LCM‘in girişinde küçük bir açıkhava buz pateni pisti vardı ama henüz açılmadığı için Ada burayı deneyemedi. Biz de onun yerine Starbucks’ta birer kahve içtik 🙂 Sonrasında AVM’nin içinde biraz dolaştıktan sonra çocuk katına çıktık. Burada amacımız Ada’yı Peppa Pig temalı oyun parkına götürmekti ama Ada hemen yan tarafta MeLand (Mini Mars benzeri başka bir oyun alanı) görünce Peppa Pig yerine buraya girmeyi tercih etti. Sonrasında aşağıda bulunan Baker & Spice’da akşam yemeğini yedik ve Didi ile otelimize dönerek Pazar gününü de bitirmiş olduk.
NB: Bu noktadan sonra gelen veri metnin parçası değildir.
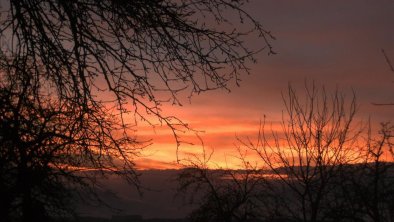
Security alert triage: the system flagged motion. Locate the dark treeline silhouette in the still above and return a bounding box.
[178,84,394,222]
[0,0,273,222]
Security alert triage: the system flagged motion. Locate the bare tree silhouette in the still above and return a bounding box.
[177,147,264,222]
[240,84,361,221]
[0,68,138,221]
[0,0,273,221]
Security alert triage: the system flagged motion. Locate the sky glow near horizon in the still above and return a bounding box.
[135,0,394,169]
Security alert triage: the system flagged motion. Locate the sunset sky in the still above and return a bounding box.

Pazartesi sabahı itibariyle Ada’nın binicilik dersleri başlayacağı için sabah erken kalkıp kahvaltıyı halledip, hazırlıklarımızı yaparak Jiangwan Stadı yanında bulunan Lane Junior Equestrian Center’ın yolunu tuttuk. Ada temel eğitimini Haçimi adlı minik bir Midilli üzerinde alırken biz de Müge ile bir yandan onları izleyip bir yandan da kahvelerimizi yudumladık 🙂 Bu arada haftasonunun soğuk ve kapalı/yağmurlu havası pazartesi itibariyle yerini soğuk ama güneşli masmavi bir gökyüzüne bıraktı, bu da bizim enerjimizi bir kat daha artırdı tabi 🙂
Dersten sonra bir süredir aklımızda olan Pudong’un yeni gelişen bölgesi Qiantan’ı ziyaret etmeye karar verdik ve Didi ile nehrin karşı tarafına geçtik. Qiantan’da bulunan devasa alışveriş merkezi Taikoo Li ile başladık gezimize. Burada bulunan Cheesecake Factory‘de bir şeyler yedik ve karşısındaki Tsutaya Books adlı kitapçıyı gezdik. Sonrasında çevreyi de gezmek için bir yürüyüşe çıktık. Qiantan bölgesi yeni ve planlı bir şekilde inşa edilmiş ve Lujiazui’den sonra kentin ikinci CBD’si (Merkezi İş Bölgesi) gözüyle bakılıyor. Bizim de epey hoşumuza gitti açıkçası.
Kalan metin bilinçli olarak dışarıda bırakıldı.